The contrast several authors set up between BPMS and their ACM approach is dramatic, but probably not as significant as they think. Lots of good enterprise work can be done with high-level processes that will be completely compatible with the use of ACM techniques at more detailed levels. ACM is not an alternative, but a set of tools that can be used on one set of problems that process analysts face.
I do not believe the techniques described in this book can be scaled to deal with really complex problems - for the same reason that expert systems failed - because the rule maintenance problems would be too expensive. I do believe, however, that the time is right to apply these techniques to extending BPMS tools for use with processes that include tasks that depend on knowledge. Moreover, as these applications illustrate, the tools only work if there are knowledge workers to plan each case and adjust the tasks and choose among the options offered by the ACM tools. In other words, we are always talking about a Decision Support tool here rather than a fully automated solution. Being stimulated to think about how this integrates with today's popular BPMS applications is worth the price of this book.

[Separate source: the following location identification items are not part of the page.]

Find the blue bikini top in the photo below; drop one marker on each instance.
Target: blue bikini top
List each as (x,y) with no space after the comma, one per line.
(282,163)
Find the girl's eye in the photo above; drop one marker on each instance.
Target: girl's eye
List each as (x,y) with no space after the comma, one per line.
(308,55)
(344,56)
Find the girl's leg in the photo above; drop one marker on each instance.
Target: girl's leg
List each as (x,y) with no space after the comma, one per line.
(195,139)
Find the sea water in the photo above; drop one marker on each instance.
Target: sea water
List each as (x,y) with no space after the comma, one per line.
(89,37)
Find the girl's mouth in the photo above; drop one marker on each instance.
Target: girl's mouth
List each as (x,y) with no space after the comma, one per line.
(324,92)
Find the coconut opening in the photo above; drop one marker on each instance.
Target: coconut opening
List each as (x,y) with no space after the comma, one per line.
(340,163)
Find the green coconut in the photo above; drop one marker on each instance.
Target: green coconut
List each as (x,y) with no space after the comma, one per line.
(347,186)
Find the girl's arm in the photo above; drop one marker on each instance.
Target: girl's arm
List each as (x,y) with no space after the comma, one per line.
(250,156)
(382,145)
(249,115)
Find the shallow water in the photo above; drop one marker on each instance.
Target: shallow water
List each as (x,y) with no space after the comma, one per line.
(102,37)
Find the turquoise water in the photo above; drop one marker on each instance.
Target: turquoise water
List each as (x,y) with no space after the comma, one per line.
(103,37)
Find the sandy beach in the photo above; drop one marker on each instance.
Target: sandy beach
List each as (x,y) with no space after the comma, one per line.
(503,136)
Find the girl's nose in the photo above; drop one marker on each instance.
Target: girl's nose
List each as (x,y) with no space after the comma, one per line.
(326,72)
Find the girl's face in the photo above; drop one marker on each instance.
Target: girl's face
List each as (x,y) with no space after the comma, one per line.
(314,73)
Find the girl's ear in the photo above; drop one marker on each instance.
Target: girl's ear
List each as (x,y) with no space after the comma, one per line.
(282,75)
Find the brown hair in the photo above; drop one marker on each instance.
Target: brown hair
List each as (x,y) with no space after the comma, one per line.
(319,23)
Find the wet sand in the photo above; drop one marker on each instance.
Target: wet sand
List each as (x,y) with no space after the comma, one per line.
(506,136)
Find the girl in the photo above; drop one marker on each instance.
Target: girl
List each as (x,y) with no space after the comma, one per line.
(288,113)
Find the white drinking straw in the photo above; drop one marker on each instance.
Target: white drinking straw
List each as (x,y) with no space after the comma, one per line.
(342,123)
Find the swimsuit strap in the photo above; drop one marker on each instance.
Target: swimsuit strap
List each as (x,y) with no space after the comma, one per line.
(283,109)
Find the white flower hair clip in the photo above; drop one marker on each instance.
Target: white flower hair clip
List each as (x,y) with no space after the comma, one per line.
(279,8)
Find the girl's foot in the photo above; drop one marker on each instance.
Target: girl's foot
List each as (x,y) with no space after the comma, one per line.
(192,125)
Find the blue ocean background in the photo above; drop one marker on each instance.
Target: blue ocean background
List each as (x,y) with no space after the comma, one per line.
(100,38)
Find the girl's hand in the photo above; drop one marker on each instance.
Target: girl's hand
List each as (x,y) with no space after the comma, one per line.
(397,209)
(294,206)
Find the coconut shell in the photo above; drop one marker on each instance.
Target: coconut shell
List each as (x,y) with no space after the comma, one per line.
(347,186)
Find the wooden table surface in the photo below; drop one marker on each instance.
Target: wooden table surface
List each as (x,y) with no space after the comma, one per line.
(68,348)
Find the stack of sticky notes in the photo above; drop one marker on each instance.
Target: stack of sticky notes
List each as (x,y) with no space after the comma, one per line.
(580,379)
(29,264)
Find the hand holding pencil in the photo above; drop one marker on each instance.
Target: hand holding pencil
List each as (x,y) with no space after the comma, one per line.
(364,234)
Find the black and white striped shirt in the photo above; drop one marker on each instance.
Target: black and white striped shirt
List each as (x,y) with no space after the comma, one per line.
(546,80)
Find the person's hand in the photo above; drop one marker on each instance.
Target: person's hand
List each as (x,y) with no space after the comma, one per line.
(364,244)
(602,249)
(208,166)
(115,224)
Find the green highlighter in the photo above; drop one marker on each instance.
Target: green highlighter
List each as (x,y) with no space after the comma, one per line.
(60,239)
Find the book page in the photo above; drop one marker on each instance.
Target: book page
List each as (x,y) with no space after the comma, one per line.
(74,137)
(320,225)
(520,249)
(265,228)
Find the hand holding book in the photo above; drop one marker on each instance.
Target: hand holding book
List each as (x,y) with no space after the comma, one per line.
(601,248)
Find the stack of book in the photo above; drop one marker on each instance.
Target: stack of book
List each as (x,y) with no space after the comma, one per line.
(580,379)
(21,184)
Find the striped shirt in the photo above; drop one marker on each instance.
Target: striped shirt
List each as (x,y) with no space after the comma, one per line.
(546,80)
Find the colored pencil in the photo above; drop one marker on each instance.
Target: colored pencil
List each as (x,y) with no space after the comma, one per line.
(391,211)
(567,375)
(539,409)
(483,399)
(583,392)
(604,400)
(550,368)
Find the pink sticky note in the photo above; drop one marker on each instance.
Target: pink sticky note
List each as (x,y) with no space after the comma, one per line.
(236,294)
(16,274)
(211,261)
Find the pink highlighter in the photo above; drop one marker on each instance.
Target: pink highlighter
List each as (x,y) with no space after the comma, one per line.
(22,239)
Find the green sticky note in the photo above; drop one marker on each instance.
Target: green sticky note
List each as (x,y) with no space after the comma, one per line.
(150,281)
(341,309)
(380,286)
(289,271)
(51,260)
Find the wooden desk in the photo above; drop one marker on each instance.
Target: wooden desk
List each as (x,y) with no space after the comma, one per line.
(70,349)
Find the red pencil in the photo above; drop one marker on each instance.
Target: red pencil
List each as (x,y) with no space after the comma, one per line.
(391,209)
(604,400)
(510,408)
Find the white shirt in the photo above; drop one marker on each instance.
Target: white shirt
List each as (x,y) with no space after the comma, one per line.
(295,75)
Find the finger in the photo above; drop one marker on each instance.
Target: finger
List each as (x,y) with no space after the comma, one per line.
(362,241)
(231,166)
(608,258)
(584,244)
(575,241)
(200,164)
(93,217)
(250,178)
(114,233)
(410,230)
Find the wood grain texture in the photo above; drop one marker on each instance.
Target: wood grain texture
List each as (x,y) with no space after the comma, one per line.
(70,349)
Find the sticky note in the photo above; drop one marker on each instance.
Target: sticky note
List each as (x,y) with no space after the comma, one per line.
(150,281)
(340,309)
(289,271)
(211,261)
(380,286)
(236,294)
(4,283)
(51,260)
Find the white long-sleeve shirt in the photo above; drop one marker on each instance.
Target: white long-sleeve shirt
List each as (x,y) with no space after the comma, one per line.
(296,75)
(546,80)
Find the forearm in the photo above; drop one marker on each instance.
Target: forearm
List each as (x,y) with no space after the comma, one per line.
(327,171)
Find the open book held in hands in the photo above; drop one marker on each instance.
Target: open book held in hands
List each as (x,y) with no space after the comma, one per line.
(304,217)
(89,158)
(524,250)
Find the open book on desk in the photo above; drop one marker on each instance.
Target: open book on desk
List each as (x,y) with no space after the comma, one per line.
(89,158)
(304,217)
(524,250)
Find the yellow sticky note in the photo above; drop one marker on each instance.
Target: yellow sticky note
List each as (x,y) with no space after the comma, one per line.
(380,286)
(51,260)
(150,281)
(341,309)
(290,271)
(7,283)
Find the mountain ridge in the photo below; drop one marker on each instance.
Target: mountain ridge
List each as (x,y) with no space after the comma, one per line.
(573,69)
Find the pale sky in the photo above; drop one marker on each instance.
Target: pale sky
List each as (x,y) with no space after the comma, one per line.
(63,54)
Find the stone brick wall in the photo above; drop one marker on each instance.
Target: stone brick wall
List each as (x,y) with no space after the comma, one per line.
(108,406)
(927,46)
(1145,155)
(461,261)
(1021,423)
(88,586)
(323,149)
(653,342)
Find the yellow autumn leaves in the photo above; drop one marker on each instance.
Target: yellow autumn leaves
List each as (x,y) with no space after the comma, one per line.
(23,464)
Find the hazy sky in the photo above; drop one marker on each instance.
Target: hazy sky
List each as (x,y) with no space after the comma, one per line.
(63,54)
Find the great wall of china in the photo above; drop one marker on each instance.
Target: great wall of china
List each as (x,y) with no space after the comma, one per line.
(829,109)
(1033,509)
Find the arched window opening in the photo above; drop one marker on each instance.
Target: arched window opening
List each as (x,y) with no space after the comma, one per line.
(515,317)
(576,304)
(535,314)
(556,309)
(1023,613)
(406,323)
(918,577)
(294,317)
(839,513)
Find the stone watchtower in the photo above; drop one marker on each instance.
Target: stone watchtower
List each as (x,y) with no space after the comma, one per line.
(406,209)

I recommend caution, however. This book will help you with cases that involve modest amounts of knowledge. It will not, however, prepare you to tackle the really hard or complex problems that would require thousands of rules. Those problems are still beyond what we can handle in a cost effective manner. You are better to hire a good CEO or a good enterprise architect than to focus on trying to define the processes he or she will use. But for many more modest knowledge-based jobs and processes, the approach recommended by ACM will probably work fine.
I strongly recommend this book. Others will come out with different ways of dealing with knowledge-based processes, but this is a very good start and suggests an approach that will certainly be rapidly developed in the year ahead. This book will not prepare you to build an Adaptive Case Management system, but it will certainly give you lots to think about.